Não há brasileiro consciente que não perceba que, se não houver uma reformulação estrutural na administração pública, o País é o mais forte candidato a seguir a desastrosa trilha de Maduro, o tiranete venezuelano.
Com uma dívida pública explosiva, que pode chegar a 80% do PIB no fim do ano e poderá ultrapassar a dos países desenvolvidos em 2022, pois beirará os 100%, se não houver correção de rumos, visto que há uma ligeira queda nos indicadores das nações desenvolvidas; e com um déficit público financiado pela tomada de recursos no mercado, o que poderá ser cada vez mais difícil no futuro, o quadro é preocupante, justificando o contínuo rebaixamento brasileiro pelas agências de rating. É de lembrar que tais recursos não voltam em investimentos ou obras sociais, mas servem fundamentalmente para financiar a esclerosada burocracia estatal, a renitente corrupção e o fantástico desperdício de recursos em ações sem propósitos desenvolvimentistas – situação agravada por uma carga tributária superior à dos EUA, do Japão, da Coreia do Sul, da China, da Suíça, do México e à da esmagadora maioria dos países emergentes. Por essa razão, cidadãos conscientes percebem que, se não houver um projeto de austeridade pública e de reformas estruturais, a rota para o abismo é uma realidade.

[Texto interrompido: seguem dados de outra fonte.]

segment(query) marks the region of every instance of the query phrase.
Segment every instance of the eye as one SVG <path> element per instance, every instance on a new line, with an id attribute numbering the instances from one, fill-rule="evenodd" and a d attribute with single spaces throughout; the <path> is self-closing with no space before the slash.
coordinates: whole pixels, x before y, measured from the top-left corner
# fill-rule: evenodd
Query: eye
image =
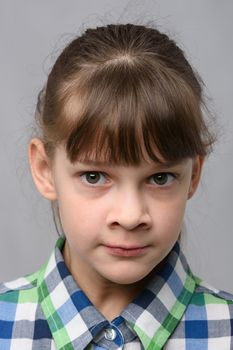
<path id="1" fill-rule="evenodd" d="M 176 178 L 175 174 L 172 173 L 157 173 L 150 177 L 150 184 L 155 184 L 158 186 L 169 186 L 174 179 Z"/>
<path id="2" fill-rule="evenodd" d="M 80 175 L 81 180 L 90 185 L 103 185 L 107 182 L 106 176 L 98 171 L 87 171 Z"/>

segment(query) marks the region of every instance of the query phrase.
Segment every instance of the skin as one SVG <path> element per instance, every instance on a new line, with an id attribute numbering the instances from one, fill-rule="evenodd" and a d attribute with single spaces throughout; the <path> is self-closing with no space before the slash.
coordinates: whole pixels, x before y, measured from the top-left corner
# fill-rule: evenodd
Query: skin
<path id="1" fill-rule="evenodd" d="M 42 142 L 33 139 L 29 160 L 39 192 L 58 202 L 70 272 L 113 319 L 177 241 L 203 159 L 162 166 L 149 160 L 140 166 L 71 163 L 62 146 L 51 160 Z"/>

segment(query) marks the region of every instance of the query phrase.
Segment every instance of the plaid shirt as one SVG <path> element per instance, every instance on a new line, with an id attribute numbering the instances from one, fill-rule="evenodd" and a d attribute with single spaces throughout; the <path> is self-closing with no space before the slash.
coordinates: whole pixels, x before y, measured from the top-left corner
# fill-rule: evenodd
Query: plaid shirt
<path id="1" fill-rule="evenodd" d="M 233 296 L 201 284 L 178 242 L 112 322 L 72 278 L 63 244 L 37 273 L 0 285 L 0 350 L 233 349 Z"/>

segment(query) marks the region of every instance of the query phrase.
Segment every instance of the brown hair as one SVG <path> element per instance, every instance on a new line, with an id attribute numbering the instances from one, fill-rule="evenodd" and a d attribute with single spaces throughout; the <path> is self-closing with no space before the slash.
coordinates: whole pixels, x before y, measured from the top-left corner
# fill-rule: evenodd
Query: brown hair
<path id="1" fill-rule="evenodd" d="M 38 100 L 46 151 L 68 158 L 139 164 L 205 156 L 213 136 L 203 118 L 202 82 L 183 51 L 157 29 L 111 24 L 74 39 L 56 60 Z"/>

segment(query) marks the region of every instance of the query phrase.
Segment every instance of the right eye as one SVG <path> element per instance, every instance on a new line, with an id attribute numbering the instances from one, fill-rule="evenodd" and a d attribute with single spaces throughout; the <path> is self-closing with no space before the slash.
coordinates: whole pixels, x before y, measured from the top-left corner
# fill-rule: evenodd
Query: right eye
<path id="1" fill-rule="evenodd" d="M 89 185 L 104 185 L 107 182 L 106 176 L 99 171 L 87 171 L 80 178 Z"/>

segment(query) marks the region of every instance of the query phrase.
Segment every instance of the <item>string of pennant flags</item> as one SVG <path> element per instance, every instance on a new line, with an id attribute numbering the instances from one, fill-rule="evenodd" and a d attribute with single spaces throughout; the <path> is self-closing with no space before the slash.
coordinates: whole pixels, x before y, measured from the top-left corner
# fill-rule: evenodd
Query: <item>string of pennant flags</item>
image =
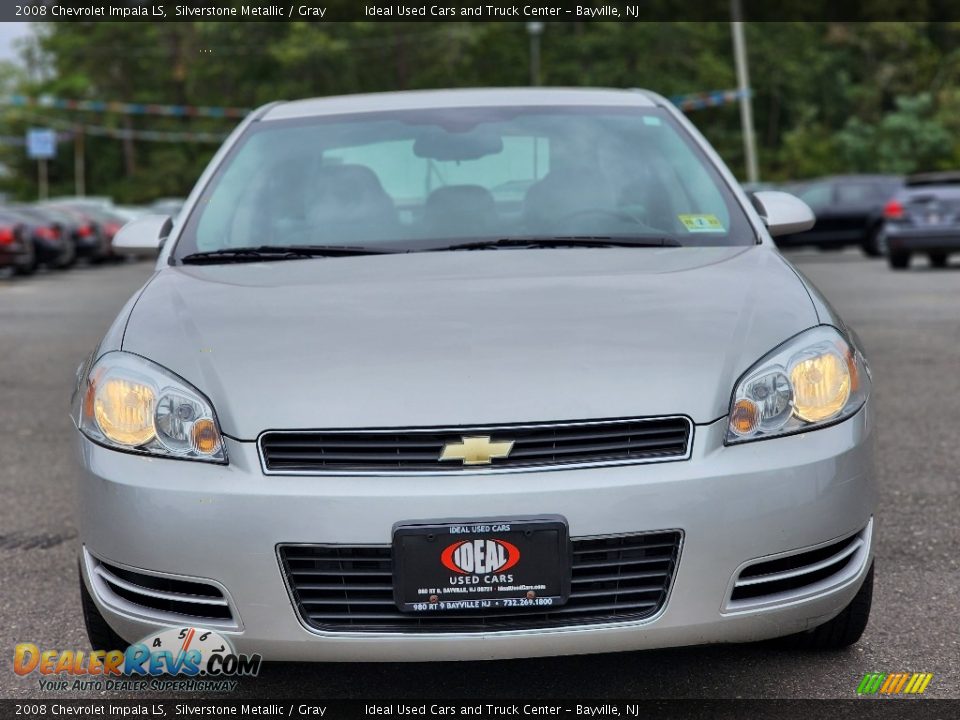
<path id="1" fill-rule="evenodd" d="M 670 98 L 670 102 L 684 112 L 690 112 L 691 110 L 731 105 L 748 97 L 750 97 L 749 90 L 714 90 L 689 95 L 674 95 Z"/>
<path id="2" fill-rule="evenodd" d="M 57 132 L 57 142 L 71 142 L 78 133 L 84 135 L 93 135 L 96 137 L 108 137 L 115 140 L 142 140 L 145 142 L 195 142 L 195 143 L 221 143 L 227 137 L 227 133 L 215 132 L 193 132 L 193 131 L 167 131 L 167 130 L 133 130 L 126 128 L 113 128 L 105 125 L 78 125 L 69 120 L 57 120 L 41 115 L 29 114 L 29 119 L 37 123 L 43 123 L 47 127 L 59 130 Z M 26 144 L 24 138 L 17 138 L 15 144 Z M 0 138 L 0 142 L 5 140 Z"/>
<path id="3" fill-rule="evenodd" d="M 675 95 L 670 101 L 683 112 L 703 110 L 705 108 L 720 107 L 739 102 L 749 95 L 740 90 L 715 90 L 711 92 Z M 28 95 L 0 96 L 0 106 L 37 108 L 52 110 L 76 110 L 84 112 L 119 113 L 125 115 L 155 115 L 163 117 L 206 117 L 206 118 L 242 118 L 250 112 L 250 108 L 213 107 L 193 105 L 158 105 L 153 103 L 124 103 L 106 102 L 99 100 L 67 100 L 49 95 L 31 97 Z M 78 132 L 98 137 L 109 137 L 119 140 L 141 140 L 146 142 L 195 142 L 220 143 L 227 133 L 194 132 L 182 130 L 137 130 L 114 128 L 105 125 L 81 125 L 68 120 L 33 115 L 37 121 L 59 129 L 57 142 L 70 142 Z M 15 136 L 0 136 L 0 143 L 23 145 L 25 140 Z"/>
<path id="4" fill-rule="evenodd" d="M 670 101 L 681 110 L 702 110 L 708 107 L 739 102 L 740 90 L 713 90 L 710 92 L 674 95 Z M 36 107 L 51 110 L 116 113 L 122 115 L 156 115 L 161 117 L 242 118 L 252 108 L 218 107 L 204 105 L 160 105 L 157 103 L 126 103 L 112 100 L 69 100 L 51 95 L 2 95 L 0 105 L 7 107 Z"/>
<path id="5" fill-rule="evenodd" d="M 3 95 L 0 105 L 7 107 L 74 110 L 79 112 L 114 113 L 120 115 L 156 115 L 161 117 L 242 118 L 251 108 L 212 107 L 202 105 L 159 105 L 156 103 L 127 103 L 112 100 L 67 100 L 51 95 Z"/>

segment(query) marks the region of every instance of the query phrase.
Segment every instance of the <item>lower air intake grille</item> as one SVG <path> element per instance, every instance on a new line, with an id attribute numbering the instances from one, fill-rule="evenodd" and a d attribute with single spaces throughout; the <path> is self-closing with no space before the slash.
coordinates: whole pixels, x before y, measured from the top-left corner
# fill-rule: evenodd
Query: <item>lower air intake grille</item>
<path id="1" fill-rule="evenodd" d="M 264 472 L 277 475 L 506 472 L 683 460 L 692 432 L 685 417 L 271 431 L 260 437 L 259 448 Z M 457 453 L 467 450 L 468 441 L 494 452 L 481 464 L 466 462 Z M 453 456 L 441 460 L 444 448 Z"/>
<path id="2" fill-rule="evenodd" d="M 393 601 L 389 545 L 281 545 L 280 563 L 303 621 L 317 630 L 484 632 L 642 620 L 666 602 L 681 533 L 573 538 L 566 605 L 489 613 L 403 613 Z"/>
<path id="3" fill-rule="evenodd" d="M 748 565 L 737 576 L 729 606 L 788 601 L 845 582 L 866 561 L 871 527 L 872 521 L 843 540 Z"/>
<path id="4" fill-rule="evenodd" d="M 230 603 L 214 585 L 92 560 L 97 594 L 114 607 L 168 622 L 196 620 L 214 628 L 236 627 Z"/>

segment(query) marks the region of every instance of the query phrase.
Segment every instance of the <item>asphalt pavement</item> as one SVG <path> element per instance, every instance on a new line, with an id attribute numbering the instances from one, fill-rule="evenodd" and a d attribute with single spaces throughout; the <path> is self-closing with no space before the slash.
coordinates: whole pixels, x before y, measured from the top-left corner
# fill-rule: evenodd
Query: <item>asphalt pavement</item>
<path id="1" fill-rule="evenodd" d="M 488 663 L 267 663 L 235 695 L 853 698 L 867 672 L 932 672 L 926 696 L 960 698 L 960 266 L 892 272 L 853 251 L 790 257 L 859 333 L 874 373 L 877 584 L 859 644 L 835 653 L 757 644 Z M 17 643 L 88 647 L 68 403 L 77 366 L 149 273 L 139 263 L 0 277 L 0 698 L 69 696 L 13 673 Z"/>

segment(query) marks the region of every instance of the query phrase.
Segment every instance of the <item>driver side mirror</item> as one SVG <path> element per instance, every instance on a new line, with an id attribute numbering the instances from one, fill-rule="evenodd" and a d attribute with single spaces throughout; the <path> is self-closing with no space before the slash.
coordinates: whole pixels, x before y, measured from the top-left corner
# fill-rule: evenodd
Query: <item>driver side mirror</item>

É bem verdade que estava o País quase saindo da inacreditável crise de corrupção e incompetência dos 13 anos dos governos anteriores quando uma cinematográfica, mal conduzida e insustentável operação do anterior procurador-geral da República paralisou a nação em dois pedidos de impeachment, rejeitados, a partir de uma mal explicada atuação de membro do parquet até então ligado ao chefe da Procuradoria-Geral da República e de delações premiadas hoje em plena revisão. Tal desastrada ação paralisou o País, deixando o presidente da República sem condições de implementar as reformas necessárias, tendo apenas, por já aprovada, escapado a reforma trabalhista.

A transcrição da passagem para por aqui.